Además de una dieta bien equilibrada, el estudio reciente también reveló que otros componentes clave para alcanzar un índice de masa corporal (IMC) normal eran el ejercicio físico y la reducción del consumo de alcohol.
«Creo que es esencial considerar todos los hábitos de vida saludable de forma integral. Una dieta saludable no es suficiente si el ejercicio está ausente en la vida de una persona», afirmó Cadar. «Mi hipótesis es que los hábitos de vida positivos, como no fumar, mantenerse físicamente activo, optar por dietas más saludables, beber con moderación y reducir el estrés, pueden proteger nuestro corazón y ralentizar el deterioro cognitivo en la vejez».
«El hecho de que los hábitos de vida sean modificables implica que fomentar un estilo de vida saludable puede prevenir o mitigar los factores de riesgo cerebrovasculares y cardiovasculares subyacentes que también podrían suponer un riesgo de demencia», añadió.
Cadar señaló que también es posible que la asociación entre la obesidad y la demencia pueda estar causada indirectamente por otras afecciones, como la hipertensión arterial y los tratamientos anticolinérgicos.
Los anticolinérgicos bloquean la acción de la acetilcolina, una sustancia que transmite mensajes en el sistema nervioso.
Sin embargo, algunos estudios recientes han descubierto que la obesidad podría considerarse un factor protector de la salud en las personas mayores.
«Aunque se ha hecho evidente que el exceso de grasa corporal aumenta el riesgo de demencia a través de vías metabólicas y vasculares, tal y como se presenta en nuestro estudio, también debemos reconocer que hay información contradictoria de estudios previos que sugiere que la asociación entre la obesidad y la demencia sigue sin estar clara o que la obesidad podría incluso ser un factor protector frente a la demencia en las personas mayores», afirmó Cadar.
Añadió que podría haber varias explicaciones para ello, por lo que se necesitan más investigaciones a lo largo de todas las etapas de la vida.
Cadar explicó que, cuando la obesidad se considera protectora en las personas mayores, suele deberse a que las personas diagnosticadas con demencia han perdido peso antes del diagnóstico.

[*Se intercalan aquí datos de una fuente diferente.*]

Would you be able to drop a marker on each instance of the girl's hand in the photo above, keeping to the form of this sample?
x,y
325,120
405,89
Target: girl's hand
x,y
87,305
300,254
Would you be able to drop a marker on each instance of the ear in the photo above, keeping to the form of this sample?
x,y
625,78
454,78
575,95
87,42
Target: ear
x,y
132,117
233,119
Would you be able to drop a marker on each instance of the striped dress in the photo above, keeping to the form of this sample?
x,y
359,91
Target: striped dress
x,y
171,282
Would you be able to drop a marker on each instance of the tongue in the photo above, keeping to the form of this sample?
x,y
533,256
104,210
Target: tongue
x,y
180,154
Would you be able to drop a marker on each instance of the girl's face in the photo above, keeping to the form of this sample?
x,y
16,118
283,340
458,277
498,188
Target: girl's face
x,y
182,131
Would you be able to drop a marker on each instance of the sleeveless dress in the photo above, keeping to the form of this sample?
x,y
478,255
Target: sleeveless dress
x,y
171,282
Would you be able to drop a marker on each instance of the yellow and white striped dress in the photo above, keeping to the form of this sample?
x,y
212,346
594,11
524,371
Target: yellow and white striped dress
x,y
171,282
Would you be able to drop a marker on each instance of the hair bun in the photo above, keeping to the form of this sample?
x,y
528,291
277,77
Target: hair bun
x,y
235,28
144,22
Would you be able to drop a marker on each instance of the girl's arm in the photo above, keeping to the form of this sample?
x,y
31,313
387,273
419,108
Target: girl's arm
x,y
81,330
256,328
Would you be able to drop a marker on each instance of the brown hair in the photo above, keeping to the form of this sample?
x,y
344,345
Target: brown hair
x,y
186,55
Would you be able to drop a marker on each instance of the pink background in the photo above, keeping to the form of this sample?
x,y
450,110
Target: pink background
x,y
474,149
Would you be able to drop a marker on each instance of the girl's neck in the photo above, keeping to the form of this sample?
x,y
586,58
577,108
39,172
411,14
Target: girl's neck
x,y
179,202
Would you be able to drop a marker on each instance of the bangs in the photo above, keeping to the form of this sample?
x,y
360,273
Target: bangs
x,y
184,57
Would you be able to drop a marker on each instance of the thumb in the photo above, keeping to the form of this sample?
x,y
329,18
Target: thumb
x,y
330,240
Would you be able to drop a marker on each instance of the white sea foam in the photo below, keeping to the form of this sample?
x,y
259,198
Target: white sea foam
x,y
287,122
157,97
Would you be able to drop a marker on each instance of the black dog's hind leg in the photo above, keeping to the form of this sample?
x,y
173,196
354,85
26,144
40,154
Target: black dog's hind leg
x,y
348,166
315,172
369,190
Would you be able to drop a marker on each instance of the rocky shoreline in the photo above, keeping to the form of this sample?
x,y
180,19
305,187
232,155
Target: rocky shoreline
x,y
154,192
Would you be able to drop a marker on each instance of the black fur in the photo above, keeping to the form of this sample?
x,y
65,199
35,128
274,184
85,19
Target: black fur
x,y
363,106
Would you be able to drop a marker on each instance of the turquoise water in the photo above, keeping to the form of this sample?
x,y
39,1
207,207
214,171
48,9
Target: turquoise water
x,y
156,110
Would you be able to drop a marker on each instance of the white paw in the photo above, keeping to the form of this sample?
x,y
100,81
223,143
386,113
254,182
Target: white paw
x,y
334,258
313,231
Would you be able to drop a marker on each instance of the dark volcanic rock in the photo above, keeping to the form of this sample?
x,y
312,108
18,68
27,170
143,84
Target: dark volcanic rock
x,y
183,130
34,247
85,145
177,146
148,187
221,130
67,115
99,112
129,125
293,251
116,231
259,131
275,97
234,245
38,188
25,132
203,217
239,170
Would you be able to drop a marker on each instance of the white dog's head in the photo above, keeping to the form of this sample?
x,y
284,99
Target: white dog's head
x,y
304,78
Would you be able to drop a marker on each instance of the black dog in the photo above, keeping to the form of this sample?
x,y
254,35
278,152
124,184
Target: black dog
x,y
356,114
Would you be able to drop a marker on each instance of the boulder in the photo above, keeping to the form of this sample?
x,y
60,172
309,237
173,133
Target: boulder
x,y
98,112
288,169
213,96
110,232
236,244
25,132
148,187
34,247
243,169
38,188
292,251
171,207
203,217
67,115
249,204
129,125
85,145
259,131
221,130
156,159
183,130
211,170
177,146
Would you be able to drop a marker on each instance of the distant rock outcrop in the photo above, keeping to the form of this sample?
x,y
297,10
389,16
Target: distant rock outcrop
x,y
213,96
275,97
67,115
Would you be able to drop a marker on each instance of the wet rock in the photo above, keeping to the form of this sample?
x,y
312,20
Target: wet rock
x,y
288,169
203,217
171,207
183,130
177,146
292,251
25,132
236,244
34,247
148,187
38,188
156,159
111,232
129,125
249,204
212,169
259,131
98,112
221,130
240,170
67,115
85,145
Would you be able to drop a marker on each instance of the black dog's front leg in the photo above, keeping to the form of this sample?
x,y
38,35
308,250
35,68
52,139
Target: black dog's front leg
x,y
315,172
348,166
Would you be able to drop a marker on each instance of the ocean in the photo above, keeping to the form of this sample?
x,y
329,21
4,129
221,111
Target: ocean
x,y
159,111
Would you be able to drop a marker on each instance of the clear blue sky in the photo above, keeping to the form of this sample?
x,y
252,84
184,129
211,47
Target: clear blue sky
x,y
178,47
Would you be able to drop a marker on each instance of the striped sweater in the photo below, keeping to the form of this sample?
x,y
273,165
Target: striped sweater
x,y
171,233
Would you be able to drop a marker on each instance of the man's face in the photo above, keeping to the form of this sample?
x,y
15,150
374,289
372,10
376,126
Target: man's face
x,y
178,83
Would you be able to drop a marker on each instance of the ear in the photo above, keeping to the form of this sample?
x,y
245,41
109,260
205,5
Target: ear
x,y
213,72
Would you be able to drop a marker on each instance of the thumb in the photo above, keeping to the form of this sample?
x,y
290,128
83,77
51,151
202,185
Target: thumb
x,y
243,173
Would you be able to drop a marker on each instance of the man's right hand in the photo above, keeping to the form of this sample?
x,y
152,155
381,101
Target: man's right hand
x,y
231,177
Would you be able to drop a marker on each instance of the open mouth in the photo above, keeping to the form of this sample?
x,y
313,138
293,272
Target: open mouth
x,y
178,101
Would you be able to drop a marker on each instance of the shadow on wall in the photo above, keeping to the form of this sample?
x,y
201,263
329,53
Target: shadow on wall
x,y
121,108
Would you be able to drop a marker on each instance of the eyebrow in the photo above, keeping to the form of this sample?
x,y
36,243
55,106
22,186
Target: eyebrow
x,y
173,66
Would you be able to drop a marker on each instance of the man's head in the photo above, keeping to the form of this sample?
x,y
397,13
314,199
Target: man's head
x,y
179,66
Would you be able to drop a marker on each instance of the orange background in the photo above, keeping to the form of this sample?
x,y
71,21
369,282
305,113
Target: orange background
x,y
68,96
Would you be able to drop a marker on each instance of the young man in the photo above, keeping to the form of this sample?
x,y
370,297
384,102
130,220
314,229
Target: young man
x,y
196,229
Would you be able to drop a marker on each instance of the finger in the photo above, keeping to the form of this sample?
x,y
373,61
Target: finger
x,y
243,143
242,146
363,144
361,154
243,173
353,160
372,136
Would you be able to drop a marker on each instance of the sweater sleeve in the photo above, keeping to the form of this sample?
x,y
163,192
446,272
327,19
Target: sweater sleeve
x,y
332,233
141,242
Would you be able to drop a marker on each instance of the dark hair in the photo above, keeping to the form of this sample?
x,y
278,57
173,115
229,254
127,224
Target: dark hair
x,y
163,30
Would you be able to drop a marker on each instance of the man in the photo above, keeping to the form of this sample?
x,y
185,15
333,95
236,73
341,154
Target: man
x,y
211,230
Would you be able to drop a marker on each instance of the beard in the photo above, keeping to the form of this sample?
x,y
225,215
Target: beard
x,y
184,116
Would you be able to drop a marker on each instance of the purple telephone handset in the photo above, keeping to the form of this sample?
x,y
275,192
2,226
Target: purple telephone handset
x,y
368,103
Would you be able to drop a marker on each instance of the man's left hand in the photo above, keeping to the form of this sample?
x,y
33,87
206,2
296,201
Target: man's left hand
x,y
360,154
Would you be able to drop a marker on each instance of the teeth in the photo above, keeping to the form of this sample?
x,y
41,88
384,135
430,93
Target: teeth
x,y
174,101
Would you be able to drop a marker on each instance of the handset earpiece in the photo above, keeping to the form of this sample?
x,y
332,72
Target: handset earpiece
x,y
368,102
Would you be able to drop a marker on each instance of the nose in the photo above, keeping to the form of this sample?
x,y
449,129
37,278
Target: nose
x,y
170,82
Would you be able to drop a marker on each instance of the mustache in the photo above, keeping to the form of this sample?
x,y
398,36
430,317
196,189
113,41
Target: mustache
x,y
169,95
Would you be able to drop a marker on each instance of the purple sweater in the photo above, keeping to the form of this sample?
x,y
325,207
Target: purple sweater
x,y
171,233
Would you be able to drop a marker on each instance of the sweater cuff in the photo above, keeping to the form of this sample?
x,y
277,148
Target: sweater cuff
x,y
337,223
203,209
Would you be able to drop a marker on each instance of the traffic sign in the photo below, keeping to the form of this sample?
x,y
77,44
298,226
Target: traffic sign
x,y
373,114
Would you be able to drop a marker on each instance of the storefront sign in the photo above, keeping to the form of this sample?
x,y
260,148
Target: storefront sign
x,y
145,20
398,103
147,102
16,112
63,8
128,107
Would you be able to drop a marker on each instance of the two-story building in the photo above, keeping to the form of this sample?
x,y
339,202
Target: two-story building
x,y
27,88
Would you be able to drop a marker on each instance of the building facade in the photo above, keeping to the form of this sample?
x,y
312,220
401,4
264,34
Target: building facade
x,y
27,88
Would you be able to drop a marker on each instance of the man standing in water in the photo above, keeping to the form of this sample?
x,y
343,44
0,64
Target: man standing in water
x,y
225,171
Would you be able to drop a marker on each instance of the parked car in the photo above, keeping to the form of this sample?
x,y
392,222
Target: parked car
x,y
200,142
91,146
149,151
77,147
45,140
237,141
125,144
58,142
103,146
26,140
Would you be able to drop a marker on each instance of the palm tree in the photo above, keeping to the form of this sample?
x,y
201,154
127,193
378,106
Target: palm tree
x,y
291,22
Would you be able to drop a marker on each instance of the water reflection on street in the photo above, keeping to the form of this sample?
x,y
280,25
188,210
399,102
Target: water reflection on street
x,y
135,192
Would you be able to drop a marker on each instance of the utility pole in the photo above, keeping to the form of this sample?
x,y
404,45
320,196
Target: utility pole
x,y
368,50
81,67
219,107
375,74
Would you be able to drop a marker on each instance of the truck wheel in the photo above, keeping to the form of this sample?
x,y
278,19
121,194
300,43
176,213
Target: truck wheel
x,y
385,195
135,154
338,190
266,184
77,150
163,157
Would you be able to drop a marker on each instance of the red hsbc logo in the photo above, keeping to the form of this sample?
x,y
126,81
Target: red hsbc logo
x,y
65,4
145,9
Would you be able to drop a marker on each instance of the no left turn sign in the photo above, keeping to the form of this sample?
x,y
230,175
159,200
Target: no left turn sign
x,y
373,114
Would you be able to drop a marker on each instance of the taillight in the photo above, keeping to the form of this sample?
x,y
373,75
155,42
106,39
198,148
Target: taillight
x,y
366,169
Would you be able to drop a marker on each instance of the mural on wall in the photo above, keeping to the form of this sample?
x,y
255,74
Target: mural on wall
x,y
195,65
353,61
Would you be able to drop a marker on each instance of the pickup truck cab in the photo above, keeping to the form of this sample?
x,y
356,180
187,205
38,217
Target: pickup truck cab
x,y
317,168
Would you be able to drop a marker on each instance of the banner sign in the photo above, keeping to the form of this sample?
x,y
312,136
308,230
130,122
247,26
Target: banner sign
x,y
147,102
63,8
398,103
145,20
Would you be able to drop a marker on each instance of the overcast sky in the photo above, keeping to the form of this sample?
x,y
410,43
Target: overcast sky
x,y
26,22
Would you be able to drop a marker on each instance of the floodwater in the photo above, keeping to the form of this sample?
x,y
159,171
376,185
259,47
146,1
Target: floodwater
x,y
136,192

«Comer y beber bien es importante para mantenerse sano a cualquier edad», afirmó. «Es probable que una dieta saludable mejore la calidad de vida de una persona».
Es significativo que el estudio de la UCL encontrara una diferencia de género en el riesgo de demencia asociado a la obesidad.
«Curiosamente, las mujeres con obesidad abdominal (una circunferencia de cintura elevada) presentaban un 39 % más de riesgo de demencia en comparación con las mujeres sin obesidad abdominal, pero esta asociación concreta no se observó entre los hombres», señaló Cadar.
Los resultados del estudio se publicaron en la revista International Journal of Epidemiology.
En aquel momento, Andrew Steptoe, coautor del estudio, afirmó que la demencia es uno de los principales retos sanitarios del siglo XXI que podría amenazar un envejecimiento satisfactorio. Añadió que sus hallazgos sugieren que el aumento de las tasas de obesidad agravará el problema.